Why Can't I Stream Aaliyah? Late R&B Singer's Discography Still Locked Down by Her Uncle

aaliyah fan
An Aaliyah fan listens to her music on August 27, 2001 at a Virgin Megastore in New York City. Getty Images / Spencer Platt

It has been 17 years since R&B superstar Aaliyah died in a plane crash, and if today she would have turned 39. But fans hoping to celebrate her birthday by streaming her music on Spotify, Google Play, or Apple Music are out of luck. 

Aaliyah's uncle, producer Barry Hankerson, has her discography on lockdown, according to a report published by Complex in 2016. In 2017, a hacker uploaded her posthumous album, Aaliyah, to iTunes for the first time, including some of her greatest hits: "One in a Million,” “Try Again,” and “Are You That Somebody.” Within 24 hours, the tracks were gone.

As Complex's Stephen Witt points out, the only Aaliyah album available online is her first, "the one that Hankerson doesn’t control the masters for, and the one where she sings lyrics penned by the suspected pedophile she was fraudulently married to. This does not honor her legacy."

Keeping Aaliyah's music off the biggest streaming services isn't just a matter of legacy or even convenience—it's about connecting young people to a pop star who inspired millions.

At 12 years old, Aaliyah Haughton was a Brooklyn girl with a perfect 4.0 GPA at her performing arts high school. At 14, she recorded Age Ain't Nothing But a Number, a sultry album for Jive Records that went double platinum, selling 3 million copies worldwide. That same year, she illegally married R&B star R. Kelly. (In 2017, he was accused of keeping young women in an "abusive" cult run out of his home.)

By 17, Aaliyah switched record labels and worked with Timbaland and Missy Elliott, two producers who were reportedly nervous to meet the young R&B starlet since they were "just starting out."

She released another best-selling album, 1996's One in a Million, and appeared in two films: Romeo Must Die (2000) and posthumously in Queen of the Damned (2002).

In 2001, Aaliyah boarded a plane out of the Bahamas, where she had been filming a music video. The plane barely made it off the runway before the unlicensed pilot, who had traces of alcohol and cocaine in his system, lost control of the craft and crashed.

The 22-year-old prodigy, already hailed by the media as the "Princess of R&B," was gone.

The German newspaper Die Zeit published a final interview with Aaliyah the year she died, including her description of a recurring dream: "It is dark in my favorite dream.
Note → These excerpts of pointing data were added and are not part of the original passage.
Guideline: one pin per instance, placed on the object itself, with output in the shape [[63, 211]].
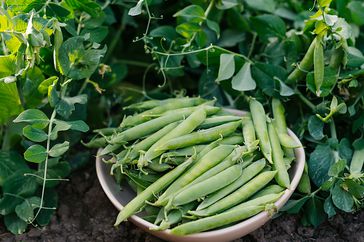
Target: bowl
[[121, 197]]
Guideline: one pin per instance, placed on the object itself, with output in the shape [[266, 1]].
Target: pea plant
[[307, 54], [49, 53]]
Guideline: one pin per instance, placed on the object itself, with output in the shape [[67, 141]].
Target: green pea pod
[[319, 66], [185, 127], [216, 221], [201, 165], [247, 174], [131, 121], [304, 66], [282, 176], [201, 136], [139, 201], [238, 196], [270, 189], [357, 161], [248, 131], [207, 186], [260, 124]]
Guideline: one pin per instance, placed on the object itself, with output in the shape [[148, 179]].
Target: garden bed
[[85, 214]]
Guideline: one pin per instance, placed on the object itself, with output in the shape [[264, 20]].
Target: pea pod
[[248, 131], [209, 160], [139, 201], [282, 176], [218, 120], [153, 125], [205, 187], [260, 124], [304, 66], [156, 103], [131, 121], [281, 125], [238, 196], [201, 136], [270, 189], [247, 174], [216, 221], [319, 66], [185, 127], [357, 161]]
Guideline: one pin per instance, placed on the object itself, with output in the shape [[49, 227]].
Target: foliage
[[52, 55]]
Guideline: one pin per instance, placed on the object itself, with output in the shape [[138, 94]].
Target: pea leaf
[[9, 101], [11, 162], [341, 198], [319, 163], [267, 26], [35, 153], [243, 80], [14, 224], [357, 11], [137, 9], [329, 207], [59, 149], [315, 212], [191, 12], [337, 168], [226, 68], [316, 127], [262, 5], [34, 134], [25, 210], [33, 116]]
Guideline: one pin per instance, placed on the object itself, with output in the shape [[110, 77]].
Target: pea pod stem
[[139, 201]]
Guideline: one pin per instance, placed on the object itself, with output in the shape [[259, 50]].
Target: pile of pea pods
[[197, 167]]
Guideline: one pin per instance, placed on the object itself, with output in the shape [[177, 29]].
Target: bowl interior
[[121, 196]]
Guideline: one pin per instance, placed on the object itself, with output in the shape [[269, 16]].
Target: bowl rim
[[262, 216]]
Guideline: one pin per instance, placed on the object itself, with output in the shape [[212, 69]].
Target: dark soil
[[85, 214]]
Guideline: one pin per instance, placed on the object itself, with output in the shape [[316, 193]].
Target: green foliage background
[[69, 65]]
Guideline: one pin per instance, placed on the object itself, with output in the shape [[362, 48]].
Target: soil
[[85, 214]]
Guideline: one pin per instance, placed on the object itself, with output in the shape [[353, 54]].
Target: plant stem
[[305, 100]]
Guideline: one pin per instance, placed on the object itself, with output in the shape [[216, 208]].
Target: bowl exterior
[[119, 197]]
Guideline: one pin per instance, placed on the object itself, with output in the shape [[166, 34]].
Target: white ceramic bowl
[[121, 197]]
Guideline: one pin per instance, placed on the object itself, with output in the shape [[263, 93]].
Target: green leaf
[[25, 210], [316, 128], [267, 26], [337, 168], [34, 134], [329, 207], [50, 201], [357, 11], [59, 149], [243, 80], [341, 198], [191, 12], [33, 116], [294, 206], [226, 4], [262, 5], [78, 62], [10, 104], [137, 9], [213, 26], [226, 68], [35, 153], [66, 106], [10, 162], [355, 57], [315, 211], [14, 224], [319, 163]]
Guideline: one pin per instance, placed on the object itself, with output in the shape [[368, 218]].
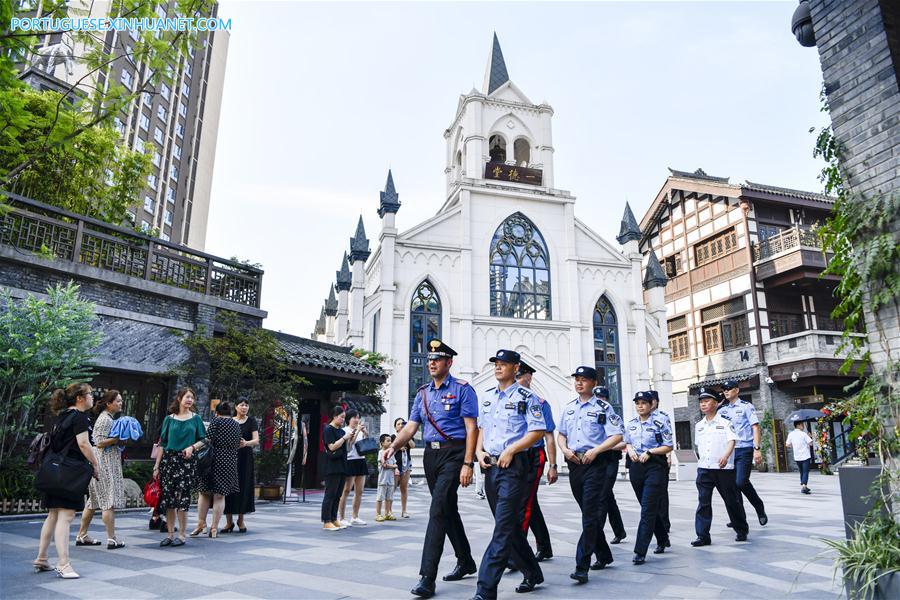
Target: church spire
[[359, 244], [495, 75], [390, 199]]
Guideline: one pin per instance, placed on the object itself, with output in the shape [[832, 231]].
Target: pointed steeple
[[495, 75], [359, 244], [390, 199], [629, 230], [343, 277], [654, 275], [331, 303]]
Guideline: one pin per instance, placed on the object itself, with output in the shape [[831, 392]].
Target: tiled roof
[[303, 352], [771, 189]]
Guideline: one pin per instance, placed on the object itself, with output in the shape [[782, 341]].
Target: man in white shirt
[[714, 439], [801, 443]]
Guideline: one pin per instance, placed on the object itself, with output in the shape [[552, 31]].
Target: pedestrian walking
[[714, 442], [182, 435], [387, 474], [800, 442], [243, 501], [447, 409], [107, 492], [69, 437], [742, 415], [335, 441], [404, 466], [648, 441], [223, 436], [589, 430], [510, 423]]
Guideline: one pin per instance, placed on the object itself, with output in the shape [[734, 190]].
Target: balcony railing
[[40, 228], [789, 239]]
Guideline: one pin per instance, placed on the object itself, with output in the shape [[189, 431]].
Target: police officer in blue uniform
[[544, 451], [447, 409], [589, 430], [648, 440], [510, 422], [743, 417]]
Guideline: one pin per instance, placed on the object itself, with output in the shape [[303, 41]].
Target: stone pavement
[[285, 554]]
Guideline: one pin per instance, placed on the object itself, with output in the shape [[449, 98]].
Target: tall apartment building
[[745, 298], [175, 123]]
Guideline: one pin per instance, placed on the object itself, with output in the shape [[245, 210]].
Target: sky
[[321, 99]]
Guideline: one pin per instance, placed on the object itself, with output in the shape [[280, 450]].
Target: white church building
[[503, 263]]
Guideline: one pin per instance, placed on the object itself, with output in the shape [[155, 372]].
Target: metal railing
[[43, 229], [789, 239]]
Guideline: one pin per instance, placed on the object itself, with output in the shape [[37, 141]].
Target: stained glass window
[[519, 271]]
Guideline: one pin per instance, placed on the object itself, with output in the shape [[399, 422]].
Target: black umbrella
[[806, 414]]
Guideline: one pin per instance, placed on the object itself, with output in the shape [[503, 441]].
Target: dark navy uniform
[[441, 411], [648, 479], [586, 424], [505, 417]]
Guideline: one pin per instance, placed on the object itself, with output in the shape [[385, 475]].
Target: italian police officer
[[510, 422], [447, 410], [589, 429], [743, 417], [648, 440], [714, 441], [544, 450]]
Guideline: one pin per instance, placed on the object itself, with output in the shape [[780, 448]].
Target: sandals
[[86, 540], [114, 544]]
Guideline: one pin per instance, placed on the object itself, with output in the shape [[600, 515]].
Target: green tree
[[44, 345]]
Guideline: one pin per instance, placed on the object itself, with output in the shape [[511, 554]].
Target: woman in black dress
[[242, 502], [224, 435], [71, 429]]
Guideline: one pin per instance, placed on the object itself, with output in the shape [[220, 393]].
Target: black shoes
[[600, 564], [542, 555], [529, 583], [458, 572], [579, 576]]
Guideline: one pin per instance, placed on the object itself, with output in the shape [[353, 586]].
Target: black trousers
[[648, 482], [534, 517], [743, 461], [723, 481], [507, 491], [334, 485], [592, 485], [442, 469]]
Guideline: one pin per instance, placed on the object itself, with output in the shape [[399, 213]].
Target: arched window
[[606, 351], [519, 270], [497, 148], [425, 325]]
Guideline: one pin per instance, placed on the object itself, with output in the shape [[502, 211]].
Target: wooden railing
[[43, 229]]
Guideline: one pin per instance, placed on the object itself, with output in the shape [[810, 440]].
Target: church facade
[[504, 263]]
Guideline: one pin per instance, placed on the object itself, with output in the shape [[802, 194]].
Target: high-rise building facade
[[174, 122]]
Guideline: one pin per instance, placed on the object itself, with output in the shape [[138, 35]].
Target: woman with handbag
[[357, 469], [223, 437], [107, 493], [70, 451], [182, 435]]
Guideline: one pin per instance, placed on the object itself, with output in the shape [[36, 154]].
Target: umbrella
[[806, 414]]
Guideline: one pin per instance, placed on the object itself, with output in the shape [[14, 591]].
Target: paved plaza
[[285, 554]]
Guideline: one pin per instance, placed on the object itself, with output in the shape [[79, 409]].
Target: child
[[387, 470], [802, 445]]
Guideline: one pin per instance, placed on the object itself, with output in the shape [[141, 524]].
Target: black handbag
[[62, 476]]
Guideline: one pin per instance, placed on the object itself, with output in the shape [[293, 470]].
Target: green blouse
[[178, 435]]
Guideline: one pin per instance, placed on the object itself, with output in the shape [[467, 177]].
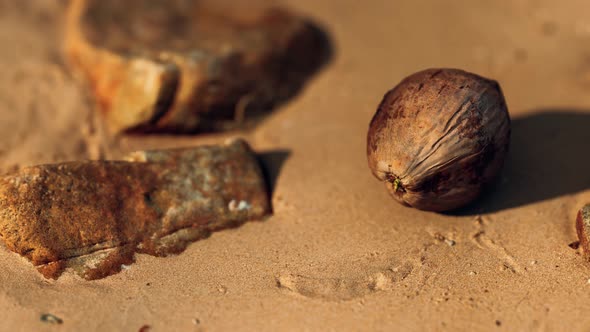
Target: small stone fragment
[[181, 65], [51, 319], [583, 229], [93, 216]]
Someone is following me. I don't know why. I'm scared. Then suddenly I lift off. Far away. How do I feel? As if I am swimming in the air. Free. Weightless. Nobody can reach me. Nobody can touch me."

For years, Drake was attached to mixing and producing a final Aaliyah album, but he backed off in 2014, saying he "wasn't comfortable" with the "stigma" surrounding the project.

But in 2018, Aaliyah remains a cultural force, often referenced and thanked by people who knew her or by artists old enough to remember when Age Ain't Nothing But a Number debuted. Kendrick Lamar's 2011 track "Blow My High" is a nearly four-minute track to Aaliyah, and artists including J. Cole, Meek Mill, Kanye West, Run the Jewels' Killer Mike, Dr. Dre, and Young Thug have all rapped or sang about her beauty and musical gifts.

Many fans, including Witt, believe young people deserve full streaming access to Aaliyah's discography, especially since Apple Music and Spotify are the primary way fans engage with new music. To leave Aaliyah out of streaming, which is how fans access figures like Beyoncé and Rihanna, is to undercut her role in pop music.

You can stream Aaliyah's first album on Amazon Prime, Apple Music, or Spotify. Her second and third albums, One in a Million and Aaliyah, and her two compilation albums, I Care 4 U and Ultimate Aaliyah, must be purchased in full.